US Finds More Allies In Boycott On China
The Chinese government expressed outrage after the US vowed to boycott the 2022 Winter Olympics in Beijing by refusing to send diplomats to the communist nation. The angry country fired back basically saying that they didn't invite US diplomates anyway. Now that other countries have joined the boycott, the Chinese government has gone silent.
China is facing intense criticism for its human rights record. Several countries, including the United States, have accused China of committing genocide against Uyghurs and other Muslim minorities in the Xinjiang region, allegations that China denies. Rights groups have also called attention to Beijing’s repression in Tibet and its crackdown on freedoms in Hong Kong. The disappearance of Chinese tennis star Peng Shuai from public view in November added to concerns.

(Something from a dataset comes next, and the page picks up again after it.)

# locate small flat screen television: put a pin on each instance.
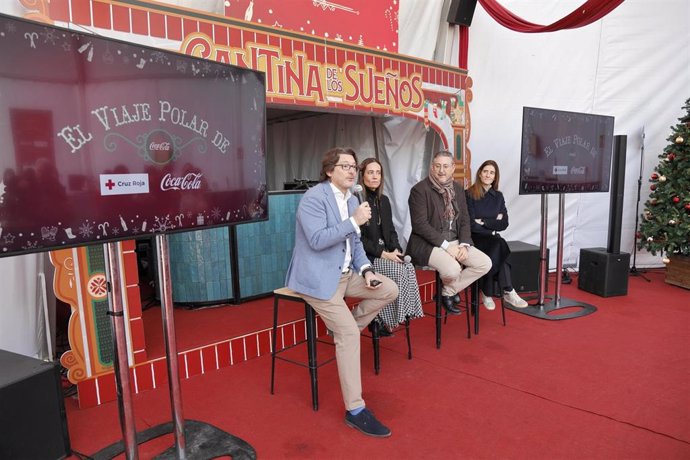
(565, 152)
(104, 140)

“It has already been decided no Australian-based officials or politicians will attend the Beijing Olympics in February next year, and Canberra has refused to sign the Olympic Truce to also send a message to Beijing,” The Sydney Morning Herald reported. “But the government is still considering whether Australia’s ambassador to China, Graham Fletcher, and other embassy staff will attend events and whether to publicly call it a diplomatic boycott.”
Shortly after this report was published, Australian Prime Minister Scott Morrison confirmed that Australia would join the U.S. in imposing a diplomatic boycott on the games.

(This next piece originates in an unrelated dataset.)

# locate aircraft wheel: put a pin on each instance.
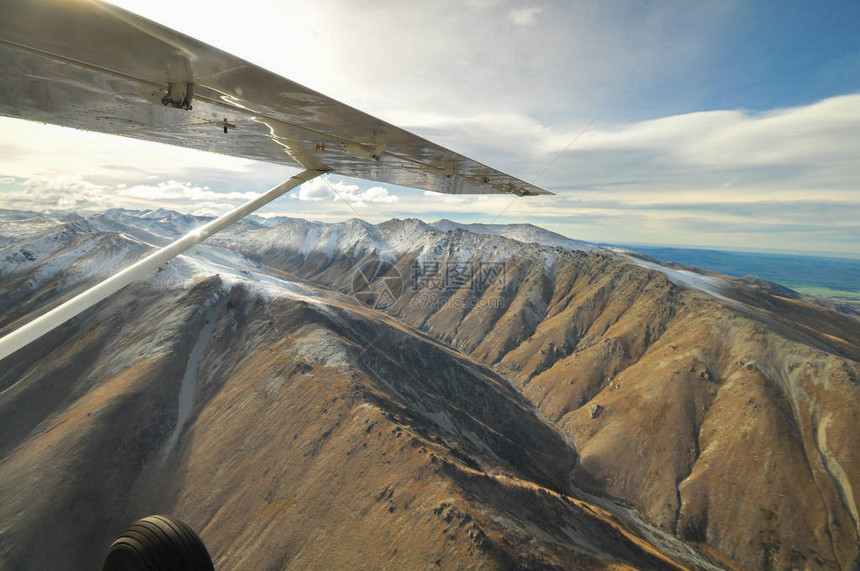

“[We are] very happy to talk to the Chinese government about these issues and there’s been no obstacle to that occurring on our side, but the Chinese government has consistently not accepted those opportunities for us to meet about these issues,” Morrison said. “So it is not surprising, therefore, that Australian government officials would not be going to China for those games. Australian athletes will, though. Australia’s a great sporting nation and I very much separate the issues of sport and these other political issues. They’re issues between two governments.”

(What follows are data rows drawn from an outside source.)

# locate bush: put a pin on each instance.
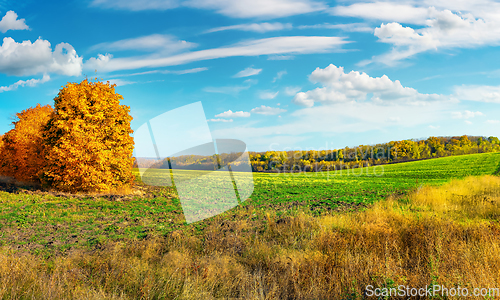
(87, 142)
(20, 148)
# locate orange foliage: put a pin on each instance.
(87, 143)
(21, 147)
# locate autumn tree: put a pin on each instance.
(87, 142)
(21, 147)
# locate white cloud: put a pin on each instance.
(22, 83)
(279, 75)
(137, 5)
(256, 27)
(384, 11)
(10, 22)
(230, 8)
(292, 90)
(177, 72)
(230, 90)
(340, 87)
(438, 28)
(267, 95)
(220, 120)
(164, 42)
(267, 46)
(466, 114)
(267, 111)
(258, 8)
(351, 27)
(281, 57)
(482, 93)
(28, 58)
(247, 72)
(350, 117)
(120, 82)
(231, 114)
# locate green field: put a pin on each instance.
(46, 223)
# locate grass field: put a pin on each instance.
(300, 236)
(48, 224)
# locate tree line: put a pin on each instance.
(337, 159)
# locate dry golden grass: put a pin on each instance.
(446, 235)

In a full boycott, a government refuses to send athletes, officials, and spectators to the host nation. U.S. President Joe Biden’s administration is instead imposing a diplomatic boycott: Citing the Chinese government’s “ongoing genocide and crimes against humanity in Xinjiang” and other abuses, White House Press Secretary Jen Psaki said athletes are still allowed to compete, but Biden and other government officials will not attend.